The beamforming method has high localization accuracy. However, the localization speed is very low since great quantities of points need to be scanned. The calculation speed is affected by the length of the calculation signal, the number of sensors, the localization accuracy (the higher the accuracy, the more points need to be scanned), and the size of the structure. Among these influencing factors, signal length, number of sensors, localization accuracy, and structural size are all rigid requirements, and it is difficult to change them for the speed of calculation.

3. Performance Analysis of TDOA Method and Beamforming Method Based on the Simulated Signals

Since the finite element simulation signal is close to the actual AE signal and easy to operate, this paper uses the simulation signal to study the performance of TDOA method and beamforming method for localizing AE source.

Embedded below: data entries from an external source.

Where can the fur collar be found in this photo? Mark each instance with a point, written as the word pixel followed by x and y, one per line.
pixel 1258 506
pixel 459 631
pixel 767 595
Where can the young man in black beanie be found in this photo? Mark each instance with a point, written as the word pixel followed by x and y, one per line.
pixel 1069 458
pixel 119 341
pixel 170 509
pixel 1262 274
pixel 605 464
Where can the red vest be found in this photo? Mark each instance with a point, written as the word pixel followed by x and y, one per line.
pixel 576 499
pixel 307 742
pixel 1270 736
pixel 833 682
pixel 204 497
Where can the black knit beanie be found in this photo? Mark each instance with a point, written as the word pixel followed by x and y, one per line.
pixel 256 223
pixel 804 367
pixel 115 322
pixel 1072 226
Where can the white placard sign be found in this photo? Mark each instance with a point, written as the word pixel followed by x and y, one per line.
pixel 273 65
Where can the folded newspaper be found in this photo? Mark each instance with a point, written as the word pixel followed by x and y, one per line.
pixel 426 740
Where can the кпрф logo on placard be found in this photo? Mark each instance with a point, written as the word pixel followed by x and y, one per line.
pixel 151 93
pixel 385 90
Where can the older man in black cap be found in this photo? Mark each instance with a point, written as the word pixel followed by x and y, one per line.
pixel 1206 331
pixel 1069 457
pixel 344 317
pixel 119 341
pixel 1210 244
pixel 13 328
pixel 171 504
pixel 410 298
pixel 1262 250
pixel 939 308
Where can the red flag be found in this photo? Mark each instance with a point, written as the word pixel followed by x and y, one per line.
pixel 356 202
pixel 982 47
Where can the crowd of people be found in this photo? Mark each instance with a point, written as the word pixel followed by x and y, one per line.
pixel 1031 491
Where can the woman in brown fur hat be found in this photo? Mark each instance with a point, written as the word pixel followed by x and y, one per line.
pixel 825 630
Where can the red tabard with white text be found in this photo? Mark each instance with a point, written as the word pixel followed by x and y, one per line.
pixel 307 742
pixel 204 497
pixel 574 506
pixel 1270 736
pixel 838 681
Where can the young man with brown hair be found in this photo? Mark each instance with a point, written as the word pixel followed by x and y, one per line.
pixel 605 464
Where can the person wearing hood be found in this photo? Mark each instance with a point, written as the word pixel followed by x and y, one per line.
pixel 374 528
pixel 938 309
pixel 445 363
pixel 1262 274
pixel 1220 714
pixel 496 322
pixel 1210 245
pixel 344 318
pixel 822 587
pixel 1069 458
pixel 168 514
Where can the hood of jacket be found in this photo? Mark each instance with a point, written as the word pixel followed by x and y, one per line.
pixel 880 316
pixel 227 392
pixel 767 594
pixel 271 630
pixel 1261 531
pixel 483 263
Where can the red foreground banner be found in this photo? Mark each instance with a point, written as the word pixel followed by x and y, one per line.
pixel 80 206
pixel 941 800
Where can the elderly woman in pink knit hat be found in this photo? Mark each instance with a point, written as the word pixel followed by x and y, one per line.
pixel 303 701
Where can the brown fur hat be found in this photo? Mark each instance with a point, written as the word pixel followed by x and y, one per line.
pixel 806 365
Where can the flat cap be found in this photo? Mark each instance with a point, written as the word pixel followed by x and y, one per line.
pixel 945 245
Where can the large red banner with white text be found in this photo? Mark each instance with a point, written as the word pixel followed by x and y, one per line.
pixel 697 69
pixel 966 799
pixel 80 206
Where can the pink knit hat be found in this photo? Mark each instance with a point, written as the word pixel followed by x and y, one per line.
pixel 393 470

3.1. Simulation of AE Source

In this section, the commercial software Abaqus/Explicit is used to obtain the typical signals of the AE sources. In the simulation, the element type is C3D8R; the element size is 1 mm; the time increment step is set to be 1 × 10−8 s; the sampling interval is 2 × 10−7 s; and the total simulation time is 3 × 10−4 s. The quadrupole force is used to simulate AE source. As shown in Figure 5a, the concentrated forces with 1 N magnitude are loaded on the four nodes, respectively. The time history of these forces, as triangular pulse form, is shown in Figure 5b. Here, the S0 wave data are selected for localization.

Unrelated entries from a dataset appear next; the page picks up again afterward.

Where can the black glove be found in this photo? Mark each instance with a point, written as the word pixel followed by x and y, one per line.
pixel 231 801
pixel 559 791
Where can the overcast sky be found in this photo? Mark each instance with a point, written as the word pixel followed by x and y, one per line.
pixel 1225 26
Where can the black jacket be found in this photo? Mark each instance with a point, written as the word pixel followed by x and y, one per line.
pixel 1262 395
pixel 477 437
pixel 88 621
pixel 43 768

3.2. Performance Analysis of TDOA Method

AE simulation is carried out on steel plates with dimensions of 800 mm by 1000 mm by 5 mm and the location of the 15 sensors is shown in Figure 6. The spacing of each sensor is 50 mm. The coordinates of the first sensor on the left are (50 mm, 100 mm). The location of AE source is set to #1 (300 mm, 600 mm) and #2 (500 mm, 800 mm). Material properties used in the finite element model are tabulated as Table 1.
The simulated signals received by the 15 sensors are extracted for locating. Based on the first sensor on the left, the TDOA locating of four sensors is carried out according to the sensor spacing of 50 mm, 100 mm, 150 mm, and 200 mm, respectively. The localization results are shown in Table 2.
It can be concluded from Table 2 that the x-coordinates error located by the TDOA method of the four sensors for the linear array is small. When the x-coordinate of AE source is within the sensor array, the x-coordinate of the localization point is very accurate, but the y-coordinate is generally not accurate.
The relationship between the localization of four sensors and the TDOA error is studied by using the TDOA of ideal wave. Set AE wave propagation speed in the plate to 5400 m/s. AE source locations are selected as (350 mm, 600 mm), (550 mm, 600 mm), and (750 mm, 600 mm). Sensor spacing is 200 mm. The coordinates of number 1–4 sensors are (100 mm, 0 mm), (300 mm, 0 mm), (500 mm, 0 mm), and (700 mm, 0 mm). Firstly, it is assumed that the TDOA between the times of AE wave arriving at number 2 and 3 sensors to that of number 1 sensor remains unchanged. The TDOA between number 4 sensor and number 1 sensor is changed to deviate from within 10% of the correct value and observe the localization result. Then, it is assumed that the TDOA between the times of AE wave arriving at number 2 and 4 sensors to that of number 1 sensor remain unchanged. The TDOA between number 3 sensor and number 1 sensor is changed to deviate from within 10% of the correct value. Finally, it is assumed that the TDOA between the times of AE wave arriving at number 3 and 4 sensors to that of number 1 sensor are unchanged. The TDOA between the number 2 sensor and number 1 sensor is changed, and the deviation is also within 10% of the correct value. The localization results are shown in Table 3. N.A. indicates that the localization result has an imaginary number.
It can be concluded from Table 3 that when the TDOA fluctuates within a certain range, the localization result of the x-coordinate does not change much, but the range of the y-coordinate of the localization varies greatly. Sometimes the localization result may be an imaginary number.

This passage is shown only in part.